We use Llama 2 to summarize HowTo100M cooking videos into distinct steps along with timestamps. These summaries is used to create the video detours dataset. The HowTo100M summary dataset can be downloaded from here.
conda create -n detours python=3.10 -y
conda activate detours
pip install --upgrade pip # enable PEP 660 support
pip install -e .
We use Internvideo features extracted at 1 features per second. The features can be downloaded or extracted following TAN codebase.
Task | Train dataset | Validation dataset | Test dataset |
---|---|---|---|
Detour video retrieval | here | here | here |
Detour window localization | here | here | here |
To run the retrieval training, run
bash submit_ds_video_retrieval.sh
Use multinode_retrieval.sh
to run on multiple nodes on a SLURM cluster.
To run the localization training, run
bash submit_ds_video_localization.sh
Use multinode_localization.sh
to run on multiple nodes on a SLURM cluster.
The checkpoints will be released soon.
Please open an issue in this repository (preferred for better visibility) or reach out to kumar.ashutosh@utexas.edu.
See the CONTRIBUTING file for how to help out.

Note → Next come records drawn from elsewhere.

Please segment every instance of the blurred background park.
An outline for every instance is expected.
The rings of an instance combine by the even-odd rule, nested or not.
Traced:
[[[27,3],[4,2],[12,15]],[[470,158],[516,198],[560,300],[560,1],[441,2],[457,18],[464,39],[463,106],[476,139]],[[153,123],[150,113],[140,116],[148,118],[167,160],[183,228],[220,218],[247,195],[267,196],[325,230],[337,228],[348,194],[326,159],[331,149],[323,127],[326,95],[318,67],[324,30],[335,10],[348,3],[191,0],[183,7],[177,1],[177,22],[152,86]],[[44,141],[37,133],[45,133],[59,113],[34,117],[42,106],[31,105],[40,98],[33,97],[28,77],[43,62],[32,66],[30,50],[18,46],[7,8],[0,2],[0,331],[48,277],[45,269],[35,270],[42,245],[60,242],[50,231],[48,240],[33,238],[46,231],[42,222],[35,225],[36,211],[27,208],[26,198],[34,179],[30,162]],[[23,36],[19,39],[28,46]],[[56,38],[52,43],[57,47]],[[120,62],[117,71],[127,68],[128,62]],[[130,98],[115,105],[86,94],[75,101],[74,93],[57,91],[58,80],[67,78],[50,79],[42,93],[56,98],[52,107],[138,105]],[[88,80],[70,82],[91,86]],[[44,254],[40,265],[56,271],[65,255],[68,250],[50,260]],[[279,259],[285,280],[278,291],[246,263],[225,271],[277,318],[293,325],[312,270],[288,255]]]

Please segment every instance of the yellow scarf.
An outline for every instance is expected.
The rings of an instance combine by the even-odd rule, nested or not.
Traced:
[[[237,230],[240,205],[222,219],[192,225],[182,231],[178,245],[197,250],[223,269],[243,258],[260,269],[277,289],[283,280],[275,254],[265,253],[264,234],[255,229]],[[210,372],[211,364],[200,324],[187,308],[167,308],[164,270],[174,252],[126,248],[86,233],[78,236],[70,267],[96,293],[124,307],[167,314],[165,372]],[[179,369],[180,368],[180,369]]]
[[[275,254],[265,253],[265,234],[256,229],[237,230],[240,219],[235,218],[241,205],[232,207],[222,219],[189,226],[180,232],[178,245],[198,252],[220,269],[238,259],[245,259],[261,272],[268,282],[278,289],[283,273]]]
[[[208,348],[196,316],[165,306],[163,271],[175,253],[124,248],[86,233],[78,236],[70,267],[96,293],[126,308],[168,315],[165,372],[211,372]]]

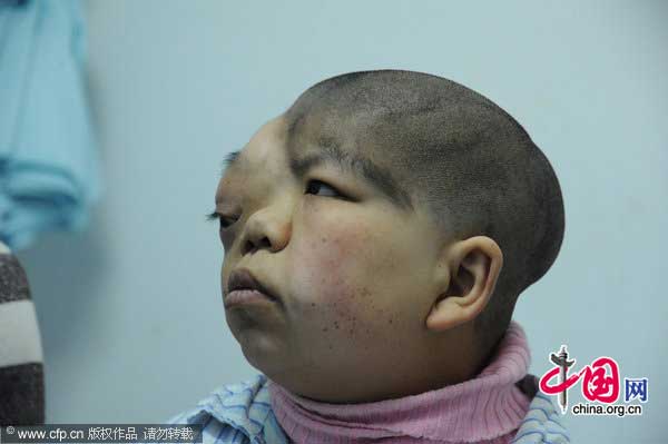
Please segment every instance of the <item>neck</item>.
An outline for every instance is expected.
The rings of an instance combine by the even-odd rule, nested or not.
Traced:
[[[529,361],[523,329],[511,322],[478,375],[438,389],[372,403],[328,404],[295,395],[273,381],[268,388],[278,423],[296,443],[482,443],[503,440],[519,427],[530,399],[515,383],[527,375]]]

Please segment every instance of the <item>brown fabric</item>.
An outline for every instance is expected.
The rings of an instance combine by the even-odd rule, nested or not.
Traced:
[[[45,423],[42,364],[0,367],[0,425]]]
[[[0,254],[0,305],[17,300],[30,300],[28,277],[16,256]],[[12,334],[20,335],[21,332],[9,332],[10,341]],[[43,423],[43,364],[26,363],[2,366],[0,363],[0,425]]]
[[[0,304],[30,299],[28,277],[16,256],[0,254]]]

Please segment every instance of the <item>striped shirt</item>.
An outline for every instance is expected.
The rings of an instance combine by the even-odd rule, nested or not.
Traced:
[[[167,424],[203,424],[204,444],[289,444],[272,410],[267,382],[265,375],[258,374],[249,381],[222,386]],[[570,443],[560,416],[552,401],[537,392],[512,443]]]

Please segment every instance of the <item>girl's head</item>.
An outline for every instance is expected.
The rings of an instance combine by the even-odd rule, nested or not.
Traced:
[[[334,77],[230,159],[222,270],[277,300],[226,308],[248,362],[304,397],[373,402],[474,376],[553,263],[563,204],[521,126],[410,71]]]

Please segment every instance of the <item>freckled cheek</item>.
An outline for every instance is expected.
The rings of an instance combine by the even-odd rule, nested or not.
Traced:
[[[292,250],[292,285],[302,303],[350,305],[360,269],[364,268],[364,231],[348,224],[321,225],[299,236]]]

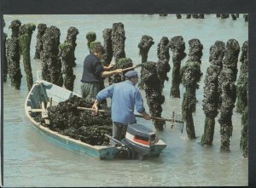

If you use the code or the method, please cite the following paper:
@misc{ashutosh2024detours,
title={Detours for Navigating Instructional Videos},
author={Kumar Ashutosh and Zihui Xue and Tushar Nagarajan and Kristen Grauman},
year={2024},
eprint={2401.01823},
archivePrefix={arXiv},
primaryClass={cs.CV}
}
The majority of VidDetours is licensed under CC-BY-NC, however portions of the project are available under separate license terms: LLaVA is licensed under the Apache 2.0 license.